На бугре, около тропки, в лиственях Мухтарка залаял. С хрипом так, будто от медведя пятится.
– Ребя, не медведь ли?
– А если медведь, куда, а? Бежим, ребя!
– Нет, это так… Глухаря нашел, наверно…
Давайте промывать – довольно уж… может, с фунт золота уж набралось. Кончим и пойдем домой. Колька засучил рукава и стал выбивать дерно. А Мухтарка лает, да лает, все ближе и ближе…
Вдруг кусты зашумели, раздвинулись. Из-за них морды лошадей высунулись.
– Ребя, казаки, удирай!
Бросились бежать. Казаки за ними.
– А, держи, держи их!..
Стриганули ребята в кусты, в разные стороны, ноздри распустили, сучья под ногами трещат, будто лоси от охотников удирают. Колька бросился в верх, из лога, в смородиновые кусты. Мухтарка за ним, – под ногами путается… По оврагу пробежал и стал подниматься на верх, чтобы оттуда в леса удрать. Вот уже за корни уцепился, за траву поймался – на верх, – вот, вот… Карабкается… Но вдруг, морда лошади ткнула в спину.
– Стой, бродяга, попался…
Здоровенная казацкая рука схватила за шиворот, – как копну сена на вилах подняла. Задрыгал Колька ногами и руками, словно котенок, которого за шиворот схватили.
Казаки окружили. Ванька и Мишка удрали. У одного казака усы, как у таракана, ходят…
– Сколько тебе лет?
– Двенадцать.
– Чей ты?
– Тятькин.
– Это мы знаем. А хвамиля как?
– Пытают, думал Колька. Если скажу – тятьке плохо будет, – уволят с приисков.
– Чей ты, говори?
Молчит Колька, как воды набрал. Так и не сказал фамилии. А казаки злятся. Желоб раскололи, разворочали все и повели Кольку между лошадей. Старый казак, с красными лампасами на синих штанах, плеткой ударил, лопнула Колькина рубаха, – как паутина расползлась. Ойкнул Колька и заорал, как змеей ужаленный.
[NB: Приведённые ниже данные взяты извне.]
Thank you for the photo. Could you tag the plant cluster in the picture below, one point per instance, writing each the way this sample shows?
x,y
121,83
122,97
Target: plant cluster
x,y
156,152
– Вот тебе, коли хвамилю не говоришь, все равно узнаем, – хуже будет.
И так худо Кольке, кровь красным бантиком на спине выступила. Мухтарка дыбит шерсть и плетется сзади, так же как мать за арестованным сыном. По узенькой тропке двигались. Впереди – мостик над речкой Смородинкой. Синяя речка, облака в ней белые купаются, кустами обросла смородиновыми. Быстро бежит с гор, пенится под кустами.
– Прыгнуть, – подумал Колька.
И только зашли на мост, Колька бросился под ноги лошадям и бухнулся в воду.
Ожгло холодной водой, понесло по течению. Рубаха пузырем вздулась у ворота.
– Держи, держи-и!
Казаки начали стрелять. Пули чокаются об воду. Столпились казаки на мосту, а Колька плывет и плывет, – вот уже совсем уплыл, не видно их. Ухватился за куст и вылез на берег. Отряхнулся как гусь, растопырив руки. Глянул на другой берег, а там Мухтарка скулит. Жалко стало собаку бросать. Нырнул опять и переплыл к ней.
– Мухтарушка, милый, видишь, какие люди… Золота жалко, в земле, ведь, оно, – ничье…
– Земля то для них, видно, дадена, а нам помирай, да не тронь. Умирать, видно, тятьке!
Круглыми, как смородинки, глазами заглядывал Мухтарка в Колькины глаза, хвостом пошевеливал. Рана Колькина размокла и заныла. Снял рубаху, выжал и повесил на куст. Присел на мох и задумался. И белые облака над лесом задумались. Забоялся показываться на прииск – узнают; допытается мать, отчего рубаха рваная и рубец на спине, беспокоиться будет… А тятьке один конец – помирать!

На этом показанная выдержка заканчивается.